1. Field of the Invention
The present invention relates to a D/A conversion circuit, in particular a current output type D/A conversion circuit.
2. Description of Related Art
There are various voltage amplitude formats for television signals, including 1V amplitude for component signals (Y: brightness, Pr: color-difference signal 1, and Pb: color-difference signal 2), and 1.32V amplitude for NTSC signals including a copyguard function. Furthermore, there are also voltage amplitude formats for connection to analog monitors of personal computers, including 0.7V amplitude for RGB signals. As described above, there are a variety of voltage amplitude formats for video signals of television and the like. Further, there are other various voltage amplitude formats for applications other than video signals of television and the like.
Conventionally, different current output type D/A conversion circuits have been used for each of these various voltage amplitude formats. FIG. 6 shows a typical current output type D/A conversion circuit 1 in the related art. As shown in FIG. 6, the current output type D/A conversion circuit 1 includes a reference current setting unit 10 and a current cell output unit 20. The reference current setting unit 10 includes a differential amplifier AMP11, a PMOS transistor M11, and a resistive element R11. A source-drain current Iref flowing through PMOS transistor M11 flows to the resistive element R11. In this way, a potential generated at the node A is input to the non-inverting input terminal of the differential amplifier AMP11. A reference voltage Vref is input to the inverting terminal of the differential amplifier AMP11, and the output terminal of the differential amplifier AMP11 is connected to the gate of the PMOS transistor M11. Therefore, with this configuration, a negative feedback is applied such that the voltage at the node A becomes equal to the reference voltage Vref.
The current cell output unit 20 includes PMOS transistors M21 to M2m, switch circuits SW21 to SW2m, and an output resistive element R21. The PMOS transistor M11 and the PMOS transistors M21 to M2m constitute a current-mirror circuit that uses the PMOS transistor M11 as an input transistor.

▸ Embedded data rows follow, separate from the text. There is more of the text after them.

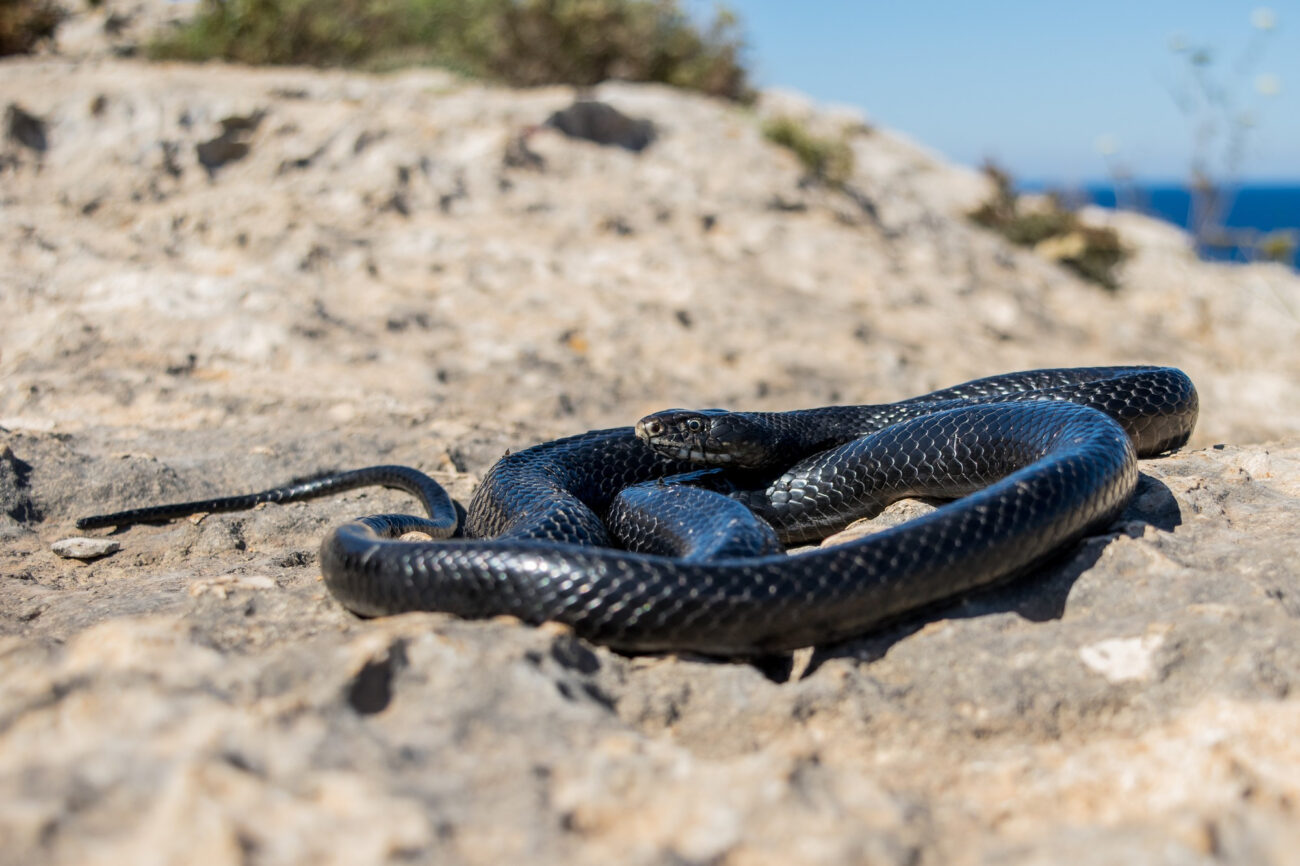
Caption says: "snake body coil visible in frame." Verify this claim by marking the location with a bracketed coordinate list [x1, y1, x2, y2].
[81, 367, 1197, 654]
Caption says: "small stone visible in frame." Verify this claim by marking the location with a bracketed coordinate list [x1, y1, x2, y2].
[49, 537, 122, 559]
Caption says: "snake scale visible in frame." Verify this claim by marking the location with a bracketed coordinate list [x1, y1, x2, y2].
[78, 367, 1197, 655]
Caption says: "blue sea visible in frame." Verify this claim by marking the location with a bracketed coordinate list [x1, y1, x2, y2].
[1034, 183, 1300, 269]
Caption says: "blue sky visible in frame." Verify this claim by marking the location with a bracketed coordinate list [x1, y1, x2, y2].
[722, 0, 1300, 182]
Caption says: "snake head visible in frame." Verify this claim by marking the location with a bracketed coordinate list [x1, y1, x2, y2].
[636, 410, 770, 468]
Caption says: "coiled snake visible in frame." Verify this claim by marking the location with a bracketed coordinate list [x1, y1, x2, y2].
[78, 367, 1197, 654]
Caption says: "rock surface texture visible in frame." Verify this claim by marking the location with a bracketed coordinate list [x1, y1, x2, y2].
[0, 16, 1300, 866]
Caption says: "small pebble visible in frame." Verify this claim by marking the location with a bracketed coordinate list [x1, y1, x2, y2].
[49, 538, 122, 559]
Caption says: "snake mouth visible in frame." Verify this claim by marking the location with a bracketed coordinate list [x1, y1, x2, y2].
[634, 410, 733, 466]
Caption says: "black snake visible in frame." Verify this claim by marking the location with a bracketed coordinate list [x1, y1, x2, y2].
[78, 367, 1197, 654]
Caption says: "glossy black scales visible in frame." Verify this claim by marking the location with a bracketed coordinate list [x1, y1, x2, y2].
[81, 368, 1197, 654]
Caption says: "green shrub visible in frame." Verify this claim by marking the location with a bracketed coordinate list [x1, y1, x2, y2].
[969, 165, 1128, 290]
[151, 0, 751, 100]
[763, 116, 853, 186]
[0, 0, 64, 56]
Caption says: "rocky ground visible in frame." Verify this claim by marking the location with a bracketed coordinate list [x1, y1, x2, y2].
[0, 5, 1300, 865]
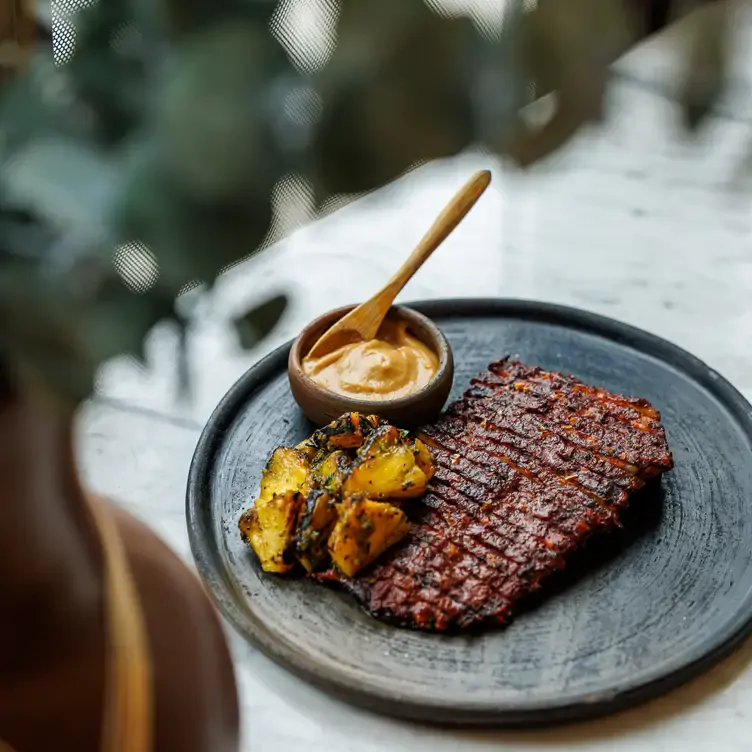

Therefore, the PMOS transistors M21 to M2m can feed an amount of current according to the source-drain current flowing through the PMOS transistor M11 based on their respective current-mirror ratios.
The switch circuits SW21 to SW2m are controlled into On-states or Off-states according to an input digital signal. Among these PMOS transistors M21 to M2m, transistors that are turned on according to the value of the digital signal let currents flow between their sources and drains, and their added current is supplied to the node B. This added current is what is obtained by converting the above-mentioned digital signal into an analog current signal. In the following explanation, this analog current signal is referred to as “D/A conversion current Ida”. By feeding this D/A conversion current Ida through the output resistive element R21, an analog output voltage Vout can be generated. The above-mentioned standards are determined such that the amplitude level of this output voltage Vout becomes 0.7V amplitude, 1V amplitude, or 1.3V amplitude or the like as described above.
In recent years, the demand for reduction in manufacturing costs and the like has been growing. Therefore, if the above-described various voltage amplitude formats can be dealt with by a single current output type D/A conversion circuit with ease, the number of necessary current output type D/A conversion circuits can be reduced, and thus enabling the reduction in manufacturing costs of chips. Note that examples of the current output type D/A conversion circuit capable of changing the amplitude level of the voltage Vout output from the current cell output unit include a technique disclosed in Japanese Unexamined Patent Application Publication No. 2002-26729 (Patent document 1). Further, Japanese Unexamined Patent Application Publication No. 2006-197052 (Patent document 2) discloses a technique for a D/A conversion circuit capable of reducing influences by manufacturing variations.